Barn owls prefer an enclosed space in which to make a nest, one that is not visible to others. Generally this would take place within a hole in an embankment or a tree cavity; sheltered spaces on buildings are also used, in addition to spaces within buildings and barns.

Eggs are laid within a three-day period, with as many as eleven eggs laid in a clutch; they take between 29–34 days to hatch. The young take about eight weeks to fledge.


Barn owls are probably the most successful wild bird of any kind; they are found on all continents (except Antarctica) and many islands throughout the world.


Twenty-seven subspecies are recognized; some authorities consider upwards of forty-six. Tropical birds are generally smaller than their counterparts in more temperate climates; where different subspecies meet there is a possibility of crossbreeding. Coloration and plumage patterns differ among the subspecies.

  • T. a. alba. Western Europe and British Isles, western Turkey; coastal north Africa south to Sudan near Nile Valley.
  • T. a. javanica. Malay Peninsula to western islands of Indonesia and southern Borneo.
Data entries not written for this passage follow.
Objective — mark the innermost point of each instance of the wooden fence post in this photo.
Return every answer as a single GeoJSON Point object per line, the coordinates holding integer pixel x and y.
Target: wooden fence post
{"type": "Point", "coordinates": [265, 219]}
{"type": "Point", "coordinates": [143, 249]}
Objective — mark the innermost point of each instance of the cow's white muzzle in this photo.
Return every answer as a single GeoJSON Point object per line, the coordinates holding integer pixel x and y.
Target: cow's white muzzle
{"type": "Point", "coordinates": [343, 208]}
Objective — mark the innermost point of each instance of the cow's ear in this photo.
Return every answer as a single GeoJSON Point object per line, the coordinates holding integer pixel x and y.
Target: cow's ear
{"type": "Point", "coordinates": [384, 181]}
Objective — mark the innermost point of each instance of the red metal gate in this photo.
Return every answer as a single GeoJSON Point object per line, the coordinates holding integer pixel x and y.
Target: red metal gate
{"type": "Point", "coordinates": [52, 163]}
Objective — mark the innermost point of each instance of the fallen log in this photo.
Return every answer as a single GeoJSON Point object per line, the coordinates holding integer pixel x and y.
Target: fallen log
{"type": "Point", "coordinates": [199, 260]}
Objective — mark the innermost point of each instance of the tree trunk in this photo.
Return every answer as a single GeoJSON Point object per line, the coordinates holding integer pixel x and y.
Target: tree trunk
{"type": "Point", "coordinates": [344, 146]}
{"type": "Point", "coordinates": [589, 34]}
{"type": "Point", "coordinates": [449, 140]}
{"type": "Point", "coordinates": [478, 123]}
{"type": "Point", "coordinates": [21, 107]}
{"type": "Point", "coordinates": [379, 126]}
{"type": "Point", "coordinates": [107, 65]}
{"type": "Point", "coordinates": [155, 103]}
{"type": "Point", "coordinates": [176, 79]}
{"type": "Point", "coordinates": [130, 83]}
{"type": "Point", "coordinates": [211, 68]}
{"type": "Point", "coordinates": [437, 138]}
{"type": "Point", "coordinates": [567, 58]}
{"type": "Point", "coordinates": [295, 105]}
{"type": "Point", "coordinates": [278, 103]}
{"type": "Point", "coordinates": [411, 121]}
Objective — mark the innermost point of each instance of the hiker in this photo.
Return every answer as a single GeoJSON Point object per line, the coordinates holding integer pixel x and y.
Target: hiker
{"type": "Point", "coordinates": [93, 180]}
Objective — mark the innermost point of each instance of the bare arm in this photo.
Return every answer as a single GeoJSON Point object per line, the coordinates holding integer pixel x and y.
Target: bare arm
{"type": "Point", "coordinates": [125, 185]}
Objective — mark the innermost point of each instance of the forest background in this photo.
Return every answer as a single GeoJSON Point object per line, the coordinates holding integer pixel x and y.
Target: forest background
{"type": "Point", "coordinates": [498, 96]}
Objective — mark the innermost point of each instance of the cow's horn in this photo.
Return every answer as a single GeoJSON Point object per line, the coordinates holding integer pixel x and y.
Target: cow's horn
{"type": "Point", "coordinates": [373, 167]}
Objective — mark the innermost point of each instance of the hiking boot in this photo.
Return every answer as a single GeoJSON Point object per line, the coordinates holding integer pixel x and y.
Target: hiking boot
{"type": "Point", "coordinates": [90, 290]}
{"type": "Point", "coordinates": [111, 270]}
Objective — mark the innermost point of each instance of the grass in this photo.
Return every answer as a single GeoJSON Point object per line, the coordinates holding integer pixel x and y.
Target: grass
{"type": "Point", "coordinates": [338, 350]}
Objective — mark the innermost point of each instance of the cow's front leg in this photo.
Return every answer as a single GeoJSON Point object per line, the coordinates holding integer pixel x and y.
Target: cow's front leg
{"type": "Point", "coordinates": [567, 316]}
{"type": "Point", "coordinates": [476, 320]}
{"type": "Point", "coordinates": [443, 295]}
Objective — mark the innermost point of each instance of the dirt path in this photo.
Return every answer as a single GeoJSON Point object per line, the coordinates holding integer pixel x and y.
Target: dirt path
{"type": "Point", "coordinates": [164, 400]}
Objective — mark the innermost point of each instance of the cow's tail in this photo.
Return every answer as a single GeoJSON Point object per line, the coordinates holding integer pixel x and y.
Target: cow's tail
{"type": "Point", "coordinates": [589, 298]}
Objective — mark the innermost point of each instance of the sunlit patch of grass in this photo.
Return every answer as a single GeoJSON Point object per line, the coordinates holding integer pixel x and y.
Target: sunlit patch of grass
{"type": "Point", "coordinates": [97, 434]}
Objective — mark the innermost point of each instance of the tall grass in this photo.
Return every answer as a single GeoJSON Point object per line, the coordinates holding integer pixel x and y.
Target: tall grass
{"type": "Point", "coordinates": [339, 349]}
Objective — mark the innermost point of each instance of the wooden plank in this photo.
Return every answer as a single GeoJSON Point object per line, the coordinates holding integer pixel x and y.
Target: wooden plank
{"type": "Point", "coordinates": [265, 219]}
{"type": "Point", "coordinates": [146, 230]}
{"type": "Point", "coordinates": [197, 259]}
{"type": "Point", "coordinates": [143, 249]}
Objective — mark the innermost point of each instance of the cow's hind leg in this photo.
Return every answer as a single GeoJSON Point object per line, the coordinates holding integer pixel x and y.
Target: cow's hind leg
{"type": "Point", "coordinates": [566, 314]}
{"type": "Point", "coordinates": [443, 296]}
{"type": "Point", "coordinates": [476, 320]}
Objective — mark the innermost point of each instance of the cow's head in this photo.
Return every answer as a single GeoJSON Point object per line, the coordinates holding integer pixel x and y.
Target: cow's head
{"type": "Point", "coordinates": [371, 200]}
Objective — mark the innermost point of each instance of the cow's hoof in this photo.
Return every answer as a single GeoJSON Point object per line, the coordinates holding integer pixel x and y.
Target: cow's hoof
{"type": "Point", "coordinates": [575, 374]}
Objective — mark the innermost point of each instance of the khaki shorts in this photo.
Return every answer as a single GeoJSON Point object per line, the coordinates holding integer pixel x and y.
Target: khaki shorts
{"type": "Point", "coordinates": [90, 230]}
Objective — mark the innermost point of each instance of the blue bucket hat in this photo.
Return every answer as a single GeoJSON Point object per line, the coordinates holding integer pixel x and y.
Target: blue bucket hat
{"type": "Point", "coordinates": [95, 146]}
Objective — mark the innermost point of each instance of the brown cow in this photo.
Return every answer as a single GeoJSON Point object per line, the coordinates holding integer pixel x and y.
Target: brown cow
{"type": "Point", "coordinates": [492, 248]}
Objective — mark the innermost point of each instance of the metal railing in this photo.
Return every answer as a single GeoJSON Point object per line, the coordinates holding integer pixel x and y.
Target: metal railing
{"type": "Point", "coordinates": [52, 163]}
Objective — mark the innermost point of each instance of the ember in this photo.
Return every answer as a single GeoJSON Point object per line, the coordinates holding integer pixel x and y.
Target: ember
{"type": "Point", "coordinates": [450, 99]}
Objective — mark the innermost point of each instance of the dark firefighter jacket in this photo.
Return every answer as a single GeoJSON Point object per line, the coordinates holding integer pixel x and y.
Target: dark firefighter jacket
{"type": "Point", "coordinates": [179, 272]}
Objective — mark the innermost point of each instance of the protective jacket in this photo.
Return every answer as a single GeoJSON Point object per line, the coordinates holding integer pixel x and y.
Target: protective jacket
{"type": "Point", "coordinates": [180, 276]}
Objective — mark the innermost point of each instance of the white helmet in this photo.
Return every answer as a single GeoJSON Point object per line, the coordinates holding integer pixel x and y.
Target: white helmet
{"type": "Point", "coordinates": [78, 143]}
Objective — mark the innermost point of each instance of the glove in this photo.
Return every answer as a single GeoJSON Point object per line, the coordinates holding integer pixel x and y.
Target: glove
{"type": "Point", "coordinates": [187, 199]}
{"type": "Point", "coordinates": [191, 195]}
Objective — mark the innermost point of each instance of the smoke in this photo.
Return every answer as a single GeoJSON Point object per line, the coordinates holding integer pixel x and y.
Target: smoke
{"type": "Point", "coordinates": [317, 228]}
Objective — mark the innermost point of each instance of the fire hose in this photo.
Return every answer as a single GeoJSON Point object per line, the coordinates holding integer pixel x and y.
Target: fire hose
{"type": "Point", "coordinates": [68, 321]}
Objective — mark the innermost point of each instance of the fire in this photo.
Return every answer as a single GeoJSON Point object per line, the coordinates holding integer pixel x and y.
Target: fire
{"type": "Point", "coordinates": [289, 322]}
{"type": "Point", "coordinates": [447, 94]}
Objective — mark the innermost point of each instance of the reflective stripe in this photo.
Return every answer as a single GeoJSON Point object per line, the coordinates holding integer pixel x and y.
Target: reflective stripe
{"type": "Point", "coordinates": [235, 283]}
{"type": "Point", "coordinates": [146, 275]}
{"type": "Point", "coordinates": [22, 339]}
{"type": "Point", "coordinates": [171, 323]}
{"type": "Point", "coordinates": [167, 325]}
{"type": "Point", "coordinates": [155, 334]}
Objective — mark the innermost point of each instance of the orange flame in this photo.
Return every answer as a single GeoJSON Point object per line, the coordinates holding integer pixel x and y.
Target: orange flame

  • T. a. guttata. Central and eastern Europe.
  • T. a. guatemalae. Central America and the Pearl Islands.
  • T. a. bargei. Found on the islands of Curaçao and Bonaire, West Indies.
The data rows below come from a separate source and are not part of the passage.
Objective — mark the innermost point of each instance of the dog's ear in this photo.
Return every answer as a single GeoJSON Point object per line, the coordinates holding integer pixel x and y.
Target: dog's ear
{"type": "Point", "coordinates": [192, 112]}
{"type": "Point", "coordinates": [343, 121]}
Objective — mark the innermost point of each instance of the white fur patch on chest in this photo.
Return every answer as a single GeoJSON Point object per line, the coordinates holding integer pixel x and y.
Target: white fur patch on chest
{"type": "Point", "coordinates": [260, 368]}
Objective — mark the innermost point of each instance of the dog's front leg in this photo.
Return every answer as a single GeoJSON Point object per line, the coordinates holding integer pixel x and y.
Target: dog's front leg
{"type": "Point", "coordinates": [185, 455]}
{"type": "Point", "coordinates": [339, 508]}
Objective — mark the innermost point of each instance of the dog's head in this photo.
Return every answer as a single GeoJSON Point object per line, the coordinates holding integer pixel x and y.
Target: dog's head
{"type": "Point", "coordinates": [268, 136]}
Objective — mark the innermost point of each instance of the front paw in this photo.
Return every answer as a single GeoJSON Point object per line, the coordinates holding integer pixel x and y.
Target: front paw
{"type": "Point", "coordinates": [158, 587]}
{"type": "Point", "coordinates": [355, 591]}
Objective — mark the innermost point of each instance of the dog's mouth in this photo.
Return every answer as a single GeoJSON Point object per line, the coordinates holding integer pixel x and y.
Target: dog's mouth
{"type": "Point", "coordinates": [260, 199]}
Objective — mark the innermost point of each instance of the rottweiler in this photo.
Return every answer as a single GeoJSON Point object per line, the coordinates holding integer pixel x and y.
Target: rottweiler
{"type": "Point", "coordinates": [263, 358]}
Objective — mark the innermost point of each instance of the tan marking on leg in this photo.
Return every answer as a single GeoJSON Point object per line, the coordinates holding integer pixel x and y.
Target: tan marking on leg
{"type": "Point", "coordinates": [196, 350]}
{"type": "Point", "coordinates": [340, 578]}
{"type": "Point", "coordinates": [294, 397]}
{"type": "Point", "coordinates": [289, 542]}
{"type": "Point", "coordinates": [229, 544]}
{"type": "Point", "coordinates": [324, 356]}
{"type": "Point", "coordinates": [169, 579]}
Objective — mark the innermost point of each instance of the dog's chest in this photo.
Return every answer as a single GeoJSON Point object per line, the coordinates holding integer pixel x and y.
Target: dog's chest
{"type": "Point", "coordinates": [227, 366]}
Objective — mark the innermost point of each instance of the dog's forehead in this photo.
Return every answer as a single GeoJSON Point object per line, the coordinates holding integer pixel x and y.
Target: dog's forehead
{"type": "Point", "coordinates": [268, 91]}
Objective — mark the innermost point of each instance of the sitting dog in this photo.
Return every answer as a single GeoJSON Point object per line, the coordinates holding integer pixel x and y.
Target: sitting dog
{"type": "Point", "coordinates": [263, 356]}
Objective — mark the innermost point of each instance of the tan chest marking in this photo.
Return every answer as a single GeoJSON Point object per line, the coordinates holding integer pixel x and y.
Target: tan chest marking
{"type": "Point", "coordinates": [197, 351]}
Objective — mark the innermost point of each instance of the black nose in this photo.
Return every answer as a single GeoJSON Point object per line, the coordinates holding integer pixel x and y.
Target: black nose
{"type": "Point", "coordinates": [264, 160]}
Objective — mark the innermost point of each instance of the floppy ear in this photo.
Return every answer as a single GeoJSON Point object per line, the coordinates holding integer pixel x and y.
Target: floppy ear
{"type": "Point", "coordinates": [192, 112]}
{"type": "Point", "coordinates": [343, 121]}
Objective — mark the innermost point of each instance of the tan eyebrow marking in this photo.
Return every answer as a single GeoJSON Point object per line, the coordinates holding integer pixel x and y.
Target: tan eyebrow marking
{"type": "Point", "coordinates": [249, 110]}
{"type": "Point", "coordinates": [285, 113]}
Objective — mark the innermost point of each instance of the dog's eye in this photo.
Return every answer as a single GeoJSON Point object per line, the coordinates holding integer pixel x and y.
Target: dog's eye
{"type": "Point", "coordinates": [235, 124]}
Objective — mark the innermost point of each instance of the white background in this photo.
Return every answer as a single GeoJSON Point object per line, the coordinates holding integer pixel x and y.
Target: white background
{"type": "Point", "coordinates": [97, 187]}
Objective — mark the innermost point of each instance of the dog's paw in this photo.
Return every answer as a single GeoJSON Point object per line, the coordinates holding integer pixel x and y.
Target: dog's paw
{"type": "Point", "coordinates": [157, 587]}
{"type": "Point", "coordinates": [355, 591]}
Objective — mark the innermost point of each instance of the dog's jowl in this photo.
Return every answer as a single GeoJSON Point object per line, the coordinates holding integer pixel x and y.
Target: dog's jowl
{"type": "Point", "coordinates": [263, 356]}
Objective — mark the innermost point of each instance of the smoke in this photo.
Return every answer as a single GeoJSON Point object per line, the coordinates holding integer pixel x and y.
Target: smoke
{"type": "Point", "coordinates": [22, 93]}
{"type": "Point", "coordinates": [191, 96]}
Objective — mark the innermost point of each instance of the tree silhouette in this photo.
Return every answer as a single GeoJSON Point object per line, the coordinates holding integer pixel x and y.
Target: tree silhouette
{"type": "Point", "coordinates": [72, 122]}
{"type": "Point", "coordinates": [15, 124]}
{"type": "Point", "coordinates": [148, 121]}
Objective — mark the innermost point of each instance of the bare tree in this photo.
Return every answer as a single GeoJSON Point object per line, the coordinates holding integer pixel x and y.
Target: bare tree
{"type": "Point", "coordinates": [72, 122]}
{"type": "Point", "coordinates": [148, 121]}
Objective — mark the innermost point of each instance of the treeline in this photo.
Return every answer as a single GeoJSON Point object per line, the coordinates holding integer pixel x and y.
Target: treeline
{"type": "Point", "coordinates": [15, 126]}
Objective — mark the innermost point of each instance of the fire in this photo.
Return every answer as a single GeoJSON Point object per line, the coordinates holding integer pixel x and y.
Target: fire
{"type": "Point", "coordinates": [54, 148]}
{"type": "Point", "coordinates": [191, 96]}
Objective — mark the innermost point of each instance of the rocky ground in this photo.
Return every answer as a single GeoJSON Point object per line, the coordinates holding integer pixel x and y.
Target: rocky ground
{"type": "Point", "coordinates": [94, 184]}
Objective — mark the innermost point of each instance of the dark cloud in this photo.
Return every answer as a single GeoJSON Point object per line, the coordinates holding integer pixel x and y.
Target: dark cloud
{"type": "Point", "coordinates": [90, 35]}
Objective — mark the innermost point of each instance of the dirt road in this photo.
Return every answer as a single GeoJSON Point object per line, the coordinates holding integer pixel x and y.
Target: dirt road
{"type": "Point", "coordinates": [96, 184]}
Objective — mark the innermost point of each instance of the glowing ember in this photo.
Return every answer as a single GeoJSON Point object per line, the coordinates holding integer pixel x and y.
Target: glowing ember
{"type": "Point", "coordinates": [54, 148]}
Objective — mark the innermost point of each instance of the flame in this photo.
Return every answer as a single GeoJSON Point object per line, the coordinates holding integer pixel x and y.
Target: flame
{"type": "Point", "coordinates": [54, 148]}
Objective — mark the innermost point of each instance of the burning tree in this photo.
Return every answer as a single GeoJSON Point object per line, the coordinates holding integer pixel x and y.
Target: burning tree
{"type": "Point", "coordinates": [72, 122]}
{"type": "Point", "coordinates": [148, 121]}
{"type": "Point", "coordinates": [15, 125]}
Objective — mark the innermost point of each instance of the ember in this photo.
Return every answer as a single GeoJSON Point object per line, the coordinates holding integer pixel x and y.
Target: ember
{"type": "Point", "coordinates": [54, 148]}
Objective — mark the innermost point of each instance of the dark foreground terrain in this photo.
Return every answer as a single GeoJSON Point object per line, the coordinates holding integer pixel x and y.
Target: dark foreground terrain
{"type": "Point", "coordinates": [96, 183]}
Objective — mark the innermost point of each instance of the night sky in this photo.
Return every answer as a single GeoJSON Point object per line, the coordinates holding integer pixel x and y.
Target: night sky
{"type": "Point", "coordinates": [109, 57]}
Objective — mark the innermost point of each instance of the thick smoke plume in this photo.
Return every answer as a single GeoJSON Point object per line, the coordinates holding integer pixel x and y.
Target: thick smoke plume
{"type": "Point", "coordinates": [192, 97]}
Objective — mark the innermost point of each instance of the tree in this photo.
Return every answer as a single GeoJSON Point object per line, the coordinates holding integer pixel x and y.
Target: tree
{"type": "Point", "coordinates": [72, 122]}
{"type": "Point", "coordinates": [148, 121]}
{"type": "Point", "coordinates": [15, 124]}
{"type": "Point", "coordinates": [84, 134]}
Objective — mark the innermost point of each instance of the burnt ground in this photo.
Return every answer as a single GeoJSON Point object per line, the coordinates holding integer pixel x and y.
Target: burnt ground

  • T. a. sumbaensis. Found on the island of Sumba, Indonesia.
  • T. a. delicatula. Australian continent and surrounding islands, as well as eastern Indonesia.
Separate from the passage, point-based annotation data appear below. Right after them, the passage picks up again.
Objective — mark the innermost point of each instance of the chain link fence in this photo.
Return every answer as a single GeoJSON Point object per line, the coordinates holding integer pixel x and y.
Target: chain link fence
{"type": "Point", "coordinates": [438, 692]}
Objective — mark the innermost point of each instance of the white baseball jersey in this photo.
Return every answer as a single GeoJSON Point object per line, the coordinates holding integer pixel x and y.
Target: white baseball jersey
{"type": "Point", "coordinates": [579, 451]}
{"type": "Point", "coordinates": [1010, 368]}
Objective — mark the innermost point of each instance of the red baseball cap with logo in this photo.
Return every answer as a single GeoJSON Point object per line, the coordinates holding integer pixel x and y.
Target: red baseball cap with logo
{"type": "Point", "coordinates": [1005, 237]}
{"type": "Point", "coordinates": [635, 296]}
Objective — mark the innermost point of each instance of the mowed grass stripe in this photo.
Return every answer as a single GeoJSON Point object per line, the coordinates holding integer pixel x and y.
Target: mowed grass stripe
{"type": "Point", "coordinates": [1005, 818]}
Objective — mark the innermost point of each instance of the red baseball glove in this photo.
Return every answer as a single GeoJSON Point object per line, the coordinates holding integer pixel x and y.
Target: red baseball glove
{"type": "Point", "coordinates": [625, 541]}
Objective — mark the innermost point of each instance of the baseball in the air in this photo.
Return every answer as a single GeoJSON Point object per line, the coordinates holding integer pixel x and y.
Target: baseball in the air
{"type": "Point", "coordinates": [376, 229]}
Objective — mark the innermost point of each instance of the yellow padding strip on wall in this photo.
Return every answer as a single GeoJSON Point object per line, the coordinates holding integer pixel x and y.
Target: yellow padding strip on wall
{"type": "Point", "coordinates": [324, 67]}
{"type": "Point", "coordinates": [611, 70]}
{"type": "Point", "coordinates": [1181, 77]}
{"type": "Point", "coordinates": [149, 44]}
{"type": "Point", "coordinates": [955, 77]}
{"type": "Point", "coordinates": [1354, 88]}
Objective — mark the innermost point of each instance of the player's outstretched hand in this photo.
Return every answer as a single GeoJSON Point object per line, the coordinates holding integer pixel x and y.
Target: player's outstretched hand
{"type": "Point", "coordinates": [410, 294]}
  • T. a. pratincola. North America, from Canada south to Mexico.
  • T. a. furcata. Cuba, Jamaica, Cayman Islands.
  • T. a. tuidara. Subtropical and temperate areas of South America, to Tierra del Fuego and the Falkland Islands.
  • T. a. punctatissima. Galápagos Islands; some authorities consider it a distinct species.
  • T. a. poensis. Found on Bioko, an island off the west African coast.
  • T. a. thomensis. Found on São Tomé Island, an island off the west African coast; some authorities consider it a distinct species.
  • T. a. affinis. East Africa south of the Sahara Desert; islands of Seychelles, Comoros, and Madagascar.
  • T. a. gracilirostris. Found on the Canary Islands, eastern Atlantic Ocean.
  • T. a. hellmayri. South America, from eastern Venezuela south to the Amazon River.
  • T. a. bondi. Endemic to small islands north of Honduras.
  • T. a. niveicauda. Found on Isla de la Juventud, Cuba.
  • T. a. contempta. South America: northeastern Andes to Colombia and Venezuela.
  • T. a. schmitzi. Found on Madeira and Porto Santo islands, eastern Atlantic Ocean.
  • T. a. ernesti. Found on the islands of Corsica and Sardinia, Mediterranean Sea.
  • T. a. erlangeri. Southern Aegean islands to Crete and Cyprus, and countries and coastal areas of the Middle East to Iran.
  • T. a. stertens. Southern to southeast Asia and Sri Lanka.
  • T. a. crassirostris. Found on the Tanga Islands, northeast of Papua New Guinea.
  • T. a. interposita. Found on the south Pacific islands of Santa Cruz, Banks, and Efate.
  • T. a. meeki. Eastern New Guinea, Manam, and Karkar islands.
  • T. a. detorta. Found on the Cape Verde Islands, eastern Atlantic Ocean. Some authorities consider it a distinct species.